More than 42 million customers have seen their assets transferred to the state-run Bank Melli, after the Central Bank of Iran failed to orchestrate a rescue.
For many observers, the story feels uncomfortably familiar, and eerily aligned with the warnings embedded in the earliest pages of cryptocurrency history.
In 2009, Bitcoin’s creator, Satoshi Nakamoto, etched a message into the digital coin’s first block, a timestamped headline from The Times of London: “Chancellor on brink of second bailout for banks.”
It was both a historical marker and a statement of intent. Satoshi’s innovation was, in part, a response to the recurring failures of traditional finance: institutions that gamble with depositor money, rely on state bailouts, and leave ordinary people exposed when the system cracks.
Fifteen years later, Ayandeh’s downfall serves as a fresh reminder of that fragility.
Ayandeh’s collapse follows years of mounting bad debt and mismanagement, worsened by economic sanctions that isolate Iran from global financial networks and limit access to foreign reserves. The Central Bank’s last efforts to stabilize the institution failed, forcing regulators to dissolve the bank and merge its operations into the state-controlled Bank Melli.
While officials have promised that customer deposits are safe and accessible, the incident has shaken public confidence in Iran’s private banking sector, a system already under immense strain from inflation, currency devaluation, and liquidity shortages.
Earlier this year, the Central Bank warned that eight more banks could face a similar fate if they fail to reform their balance sheets and governance structures.
Each major banking failure seems to rekindle the question that inspired Bitcoin’s creation: What happens when trust in banks erodes?

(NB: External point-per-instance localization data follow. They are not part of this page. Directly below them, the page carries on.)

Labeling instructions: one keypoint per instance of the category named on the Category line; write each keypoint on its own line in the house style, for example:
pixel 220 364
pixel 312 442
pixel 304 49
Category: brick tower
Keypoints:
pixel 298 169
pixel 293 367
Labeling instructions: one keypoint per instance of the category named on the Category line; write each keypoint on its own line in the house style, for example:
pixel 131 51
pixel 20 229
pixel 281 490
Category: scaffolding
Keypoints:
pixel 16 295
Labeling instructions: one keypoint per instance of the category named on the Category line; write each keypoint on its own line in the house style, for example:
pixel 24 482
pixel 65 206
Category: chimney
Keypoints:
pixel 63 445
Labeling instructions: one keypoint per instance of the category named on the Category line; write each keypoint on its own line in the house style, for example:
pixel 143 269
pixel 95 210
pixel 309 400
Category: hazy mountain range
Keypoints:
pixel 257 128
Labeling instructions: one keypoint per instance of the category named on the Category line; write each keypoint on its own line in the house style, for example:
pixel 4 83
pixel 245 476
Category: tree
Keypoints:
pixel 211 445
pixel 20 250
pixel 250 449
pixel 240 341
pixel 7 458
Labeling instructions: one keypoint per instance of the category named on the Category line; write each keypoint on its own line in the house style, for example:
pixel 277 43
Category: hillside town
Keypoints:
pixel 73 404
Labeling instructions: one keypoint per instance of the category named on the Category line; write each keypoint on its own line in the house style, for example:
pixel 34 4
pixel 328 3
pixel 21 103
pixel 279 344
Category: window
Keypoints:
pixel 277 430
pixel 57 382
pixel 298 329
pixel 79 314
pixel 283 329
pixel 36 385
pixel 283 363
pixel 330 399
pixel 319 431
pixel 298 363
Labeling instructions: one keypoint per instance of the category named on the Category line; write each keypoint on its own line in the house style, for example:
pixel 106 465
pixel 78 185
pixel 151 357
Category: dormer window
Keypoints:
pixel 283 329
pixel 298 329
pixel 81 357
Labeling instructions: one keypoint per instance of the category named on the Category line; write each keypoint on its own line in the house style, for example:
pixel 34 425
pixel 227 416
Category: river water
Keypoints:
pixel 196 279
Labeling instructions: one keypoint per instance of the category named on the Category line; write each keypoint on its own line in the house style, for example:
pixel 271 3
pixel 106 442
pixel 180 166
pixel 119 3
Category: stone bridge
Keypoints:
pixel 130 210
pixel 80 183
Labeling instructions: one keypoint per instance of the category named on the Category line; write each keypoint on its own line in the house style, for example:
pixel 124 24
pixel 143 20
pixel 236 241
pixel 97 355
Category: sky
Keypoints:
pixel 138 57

The collapse of several U.S. regional banks in 2023, including Silicon Valley Bank, Signature, and Silvergate, triggered a brief but dramatic surge in Bitcoin’s price, from under $20,000 to nearly $30,000 in a matter of weeks, as depositors sought alternatives outside the traditional system.
Similarly, the Iranian crisis is stirring renewed debate about decentralized finance in economies where banks have become instruments of political control and chronic mismanagement. Though crypto trading in Iran operates under strict limitations, platforms such as Nobitex have given citizens a digital outlet, even after suffering major setbacks, including an $81 million hack earlier this year.
Satoshi’s embedded message wasn’t just a critique of the 2008 banking crisis, it was a permanent record of disillusionment with centralized finance.
The fall of Ayandeh Bank, and the millions now waiting for the state to secure their deposits, highlights how little has changed since that moment.
With nations like Iran to the U.S. grappling with failing banks, bailouts, and economic instability, Bitcoin’s original purpose, a peer-to-peer financial system immune to institutional collapse, feels more relevant than ever.